How we approach adaptivity in the practice modules – DeepSpectrum Lab

Why adaptivity matters here

Practice modules in social cognition, theory of mind, and emotion regulation work where the difficulty connects cleanly to the current ability of the child. Vygotsky described this with the zone of proximal development; the instructional-psychology tradition has discussed the same phenomenon since Bloom (1984) under the heading of mastery learning. Both lines converge on the same empirical observation: practice substantially below or above current ability produces either stagnation or withdrawal.

In our modules, adaptivity governs three dimensions: item selection (which exercise comes next), repetition scheduling (when an already mastered concept is reactivated), and complexity level (the depth at which a construct is operationalised). It does not govern the underlying content. The exercises are fixed and aligned with the constructs we describe in the article on the research foundations.

What adaptivity is not, in our design

Adaptivity is not a personality model of the child. We do not infer learning styles, personality dimensions, or stable attentional traits. The meta-analysis by Pashler and colleagues (2008) marked the learning-styles hypothesis as non-replicable; later reviews (Kirschner 2017) confirmed the picture. We treat stable trait attributions from short interaction sequences as methodologically untenable.

It is also not a recommendation engine in the sense familiar from consumer software. There is no latent score predicting which exercise the child will enjoy or complete. Engagement is not the optimisation target. Were it one, the modules would systematically drift toward situations where they no longer train a construct but only feed a confirmation loop.
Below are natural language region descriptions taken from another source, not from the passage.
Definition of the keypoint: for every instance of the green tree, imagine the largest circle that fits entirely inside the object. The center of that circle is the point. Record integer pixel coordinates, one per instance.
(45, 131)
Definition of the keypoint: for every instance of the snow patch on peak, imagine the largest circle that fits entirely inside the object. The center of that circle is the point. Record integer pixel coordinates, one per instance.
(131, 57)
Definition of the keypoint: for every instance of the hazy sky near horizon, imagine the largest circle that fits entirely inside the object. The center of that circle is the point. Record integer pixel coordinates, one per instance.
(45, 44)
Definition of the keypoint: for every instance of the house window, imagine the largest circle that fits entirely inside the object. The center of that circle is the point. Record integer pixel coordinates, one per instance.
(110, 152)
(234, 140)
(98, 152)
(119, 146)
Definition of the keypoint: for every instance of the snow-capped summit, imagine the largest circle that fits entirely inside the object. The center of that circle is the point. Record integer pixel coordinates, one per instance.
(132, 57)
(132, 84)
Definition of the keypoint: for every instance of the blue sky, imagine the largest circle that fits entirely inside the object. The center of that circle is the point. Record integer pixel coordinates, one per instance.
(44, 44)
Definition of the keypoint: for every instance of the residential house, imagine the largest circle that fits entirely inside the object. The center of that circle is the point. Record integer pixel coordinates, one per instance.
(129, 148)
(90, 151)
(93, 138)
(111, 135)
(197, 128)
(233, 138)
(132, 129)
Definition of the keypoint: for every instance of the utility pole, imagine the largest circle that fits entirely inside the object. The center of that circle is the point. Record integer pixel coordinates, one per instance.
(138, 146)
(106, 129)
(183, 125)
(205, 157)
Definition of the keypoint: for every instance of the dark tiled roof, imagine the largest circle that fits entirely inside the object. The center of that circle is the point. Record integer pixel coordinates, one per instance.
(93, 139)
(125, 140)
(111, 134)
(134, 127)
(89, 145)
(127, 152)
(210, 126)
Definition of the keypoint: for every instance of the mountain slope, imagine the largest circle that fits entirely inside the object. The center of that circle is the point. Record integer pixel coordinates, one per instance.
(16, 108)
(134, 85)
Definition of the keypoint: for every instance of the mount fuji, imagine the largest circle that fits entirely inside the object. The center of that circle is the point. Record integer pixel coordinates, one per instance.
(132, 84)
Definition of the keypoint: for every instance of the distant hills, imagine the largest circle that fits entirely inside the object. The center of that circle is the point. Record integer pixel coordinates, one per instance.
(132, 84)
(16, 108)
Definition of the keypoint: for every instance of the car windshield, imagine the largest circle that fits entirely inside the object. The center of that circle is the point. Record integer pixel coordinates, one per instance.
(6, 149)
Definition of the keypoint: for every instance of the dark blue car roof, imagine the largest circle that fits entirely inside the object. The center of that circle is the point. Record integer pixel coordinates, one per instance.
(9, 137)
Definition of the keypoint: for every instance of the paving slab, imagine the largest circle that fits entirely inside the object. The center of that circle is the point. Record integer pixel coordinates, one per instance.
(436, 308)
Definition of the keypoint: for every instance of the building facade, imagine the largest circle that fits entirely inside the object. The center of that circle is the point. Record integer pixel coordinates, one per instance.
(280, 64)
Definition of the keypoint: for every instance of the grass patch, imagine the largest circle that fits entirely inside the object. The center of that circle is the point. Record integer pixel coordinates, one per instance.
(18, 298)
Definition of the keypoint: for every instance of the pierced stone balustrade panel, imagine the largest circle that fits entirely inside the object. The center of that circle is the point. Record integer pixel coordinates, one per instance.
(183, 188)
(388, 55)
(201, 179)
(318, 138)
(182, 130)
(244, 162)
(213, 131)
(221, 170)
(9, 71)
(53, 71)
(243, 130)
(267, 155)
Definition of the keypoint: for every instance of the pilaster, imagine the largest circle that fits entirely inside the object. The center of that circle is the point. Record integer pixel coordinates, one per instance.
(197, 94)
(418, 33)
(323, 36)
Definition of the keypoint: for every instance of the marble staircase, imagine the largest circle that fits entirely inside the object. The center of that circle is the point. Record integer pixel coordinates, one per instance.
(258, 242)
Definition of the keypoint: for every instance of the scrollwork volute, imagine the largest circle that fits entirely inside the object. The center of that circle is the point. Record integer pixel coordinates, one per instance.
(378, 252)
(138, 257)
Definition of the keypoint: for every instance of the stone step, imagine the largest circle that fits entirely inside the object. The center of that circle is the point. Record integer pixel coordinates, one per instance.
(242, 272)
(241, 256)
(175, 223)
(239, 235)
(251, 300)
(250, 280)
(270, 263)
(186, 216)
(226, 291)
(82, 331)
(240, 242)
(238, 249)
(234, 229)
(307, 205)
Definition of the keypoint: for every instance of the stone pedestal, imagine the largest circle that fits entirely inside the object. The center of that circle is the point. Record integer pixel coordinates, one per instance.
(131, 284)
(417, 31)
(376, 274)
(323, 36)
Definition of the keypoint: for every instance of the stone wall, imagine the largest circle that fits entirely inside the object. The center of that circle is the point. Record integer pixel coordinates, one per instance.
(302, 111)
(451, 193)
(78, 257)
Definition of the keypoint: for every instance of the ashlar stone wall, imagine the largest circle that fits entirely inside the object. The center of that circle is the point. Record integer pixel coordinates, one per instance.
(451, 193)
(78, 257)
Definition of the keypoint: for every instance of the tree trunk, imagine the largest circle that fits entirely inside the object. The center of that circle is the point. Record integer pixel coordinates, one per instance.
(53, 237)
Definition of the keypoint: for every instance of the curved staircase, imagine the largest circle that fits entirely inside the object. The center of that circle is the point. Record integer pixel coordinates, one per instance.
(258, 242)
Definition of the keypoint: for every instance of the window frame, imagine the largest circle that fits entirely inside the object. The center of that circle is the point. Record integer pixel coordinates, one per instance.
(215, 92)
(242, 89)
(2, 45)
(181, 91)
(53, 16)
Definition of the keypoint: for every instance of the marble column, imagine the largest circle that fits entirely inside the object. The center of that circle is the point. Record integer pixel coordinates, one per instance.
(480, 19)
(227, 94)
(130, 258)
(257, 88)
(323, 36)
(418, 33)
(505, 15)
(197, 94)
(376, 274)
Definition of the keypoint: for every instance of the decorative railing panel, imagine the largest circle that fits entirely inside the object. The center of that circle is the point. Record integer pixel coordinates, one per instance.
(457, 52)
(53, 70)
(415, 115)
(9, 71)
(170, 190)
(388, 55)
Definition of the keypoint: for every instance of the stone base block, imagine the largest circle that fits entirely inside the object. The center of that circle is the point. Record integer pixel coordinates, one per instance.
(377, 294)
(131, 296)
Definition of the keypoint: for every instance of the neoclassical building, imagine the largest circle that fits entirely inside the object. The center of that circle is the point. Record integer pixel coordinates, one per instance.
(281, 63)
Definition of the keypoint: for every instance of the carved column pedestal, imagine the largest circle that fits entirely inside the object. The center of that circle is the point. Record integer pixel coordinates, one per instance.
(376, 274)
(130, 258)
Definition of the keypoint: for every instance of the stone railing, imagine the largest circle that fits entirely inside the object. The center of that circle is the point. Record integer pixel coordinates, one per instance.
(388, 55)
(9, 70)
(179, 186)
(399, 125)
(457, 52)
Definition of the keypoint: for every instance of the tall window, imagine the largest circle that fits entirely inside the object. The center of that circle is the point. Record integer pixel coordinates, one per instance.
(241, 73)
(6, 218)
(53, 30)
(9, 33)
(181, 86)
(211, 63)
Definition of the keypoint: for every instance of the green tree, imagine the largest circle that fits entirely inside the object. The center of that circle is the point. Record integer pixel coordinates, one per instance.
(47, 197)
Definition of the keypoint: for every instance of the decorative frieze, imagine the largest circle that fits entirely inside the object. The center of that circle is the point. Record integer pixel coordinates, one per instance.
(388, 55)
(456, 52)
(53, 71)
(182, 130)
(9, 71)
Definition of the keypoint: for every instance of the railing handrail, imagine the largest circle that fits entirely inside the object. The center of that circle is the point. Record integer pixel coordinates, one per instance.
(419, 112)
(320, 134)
The psychometric backbone: Rasch model as a starting point

The formal basis of difficulty control is the Rasch model, the one-parameter special case of item response theory. Every exercise carries a difficulty parameter β, every child a latent ability estimate θ. The probability of a correct solution is modelled by the logistic function. At θ = β, the probability of solving the item is 0.5.

P(X = 1 \mid \theta, \beta) = \dfrac{1}{1 + \exp(\beta - \theta)}

Rasch model (1)Probability of a correct response as a function of ability θ and item difficulty β.

Logistic response curve of the Rasch model. Solution probability is 0.5 at θ = β; we steer items toward a target hit rate P* ≈ 0.75.

Choosing the Rasch model over the two-parameter model (with an additional discrimination parameter α) or the three-parameter model (with a guessing parameter γ) is methodologically motivated. Rasch permits sufficiency-based estimation, separability of person and item parameters (specific objectivity, Rasch 1960), and stable estimates with small samples. That is exactly what we need: small pilot groups and continuous model maintenance, not large-scale study data.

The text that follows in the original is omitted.